Breakfast is often eggs, maybe spinach topped with a little cheese, and toast. "Carbs are a good thing to eat in the morning because you can spend the rest of the day burning them off," Carter said.
Calories count. He tries to eat about 2,000 calories a day, "But it's a little bit tough when it's 2,000 calories of vegetables and lean meats like turkey or chicken or lean cuts of beef.  That's a lot of bang for your buck."
Curb cravings. "Cravings are never going to go away.  There are times that I could definitely go for a piece of cake or French fries, but it's a matter of visualizing.  I keep a pair of my size 42 pants in my room.
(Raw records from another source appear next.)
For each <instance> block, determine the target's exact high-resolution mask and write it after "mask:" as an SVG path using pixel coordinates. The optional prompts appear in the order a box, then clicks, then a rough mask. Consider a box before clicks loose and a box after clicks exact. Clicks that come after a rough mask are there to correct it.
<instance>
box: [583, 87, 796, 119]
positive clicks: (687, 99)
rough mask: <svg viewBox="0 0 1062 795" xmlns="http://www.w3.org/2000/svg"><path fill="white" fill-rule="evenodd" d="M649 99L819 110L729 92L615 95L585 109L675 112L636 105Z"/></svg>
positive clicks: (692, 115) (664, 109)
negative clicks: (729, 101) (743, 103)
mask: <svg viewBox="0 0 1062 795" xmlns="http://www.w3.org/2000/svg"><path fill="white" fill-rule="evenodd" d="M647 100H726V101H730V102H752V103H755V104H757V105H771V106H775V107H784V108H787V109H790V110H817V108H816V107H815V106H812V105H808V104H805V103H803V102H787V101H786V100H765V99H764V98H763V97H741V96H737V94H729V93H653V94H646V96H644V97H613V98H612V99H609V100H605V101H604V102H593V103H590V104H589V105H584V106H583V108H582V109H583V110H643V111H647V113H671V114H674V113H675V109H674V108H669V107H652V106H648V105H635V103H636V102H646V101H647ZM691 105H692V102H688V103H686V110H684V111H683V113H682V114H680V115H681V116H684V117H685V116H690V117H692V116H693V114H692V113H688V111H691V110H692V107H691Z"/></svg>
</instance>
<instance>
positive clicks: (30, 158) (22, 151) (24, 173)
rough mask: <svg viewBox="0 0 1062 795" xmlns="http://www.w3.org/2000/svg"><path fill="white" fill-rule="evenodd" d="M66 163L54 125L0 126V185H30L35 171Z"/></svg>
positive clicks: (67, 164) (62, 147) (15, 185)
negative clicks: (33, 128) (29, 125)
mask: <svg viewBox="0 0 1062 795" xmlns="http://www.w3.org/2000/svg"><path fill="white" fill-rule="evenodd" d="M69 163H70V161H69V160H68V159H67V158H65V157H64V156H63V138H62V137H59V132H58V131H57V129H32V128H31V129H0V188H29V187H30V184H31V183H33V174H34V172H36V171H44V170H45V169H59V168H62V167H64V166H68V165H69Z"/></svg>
No packet of fries is worth going back to that. It's not a matter of diet anymore. This is my life now."
Strategize. " My friends are never going to stop going to dinner, and since I want to hang out with them, I get creative a little bit. I can find things on the menu that stay within what I need to eat."
And, he fills up on a big serving of steamed veggies right before he heads for the restaurant.
Be accountable: ""A trainer definitely will push you harder than you think you need to be pushed, and it's someone to be accountable to," he said. "If you can afford one, it's great investment. But if you can't, find someone to be accountable to — a friend, one of your kids, a buddy or spouse.  You are less likely to fall off the wagon."
Start small so you don't get discouraged and sore.

 "It worked for us because we had trainers," he said. "But for people who don't have trainers, if you have 30 minutes, go for a walk. It will clear your head and reduce your stress levels, and make you want to eat better. You have to learn to walk before you sprint. It's the little things that add up to big changes."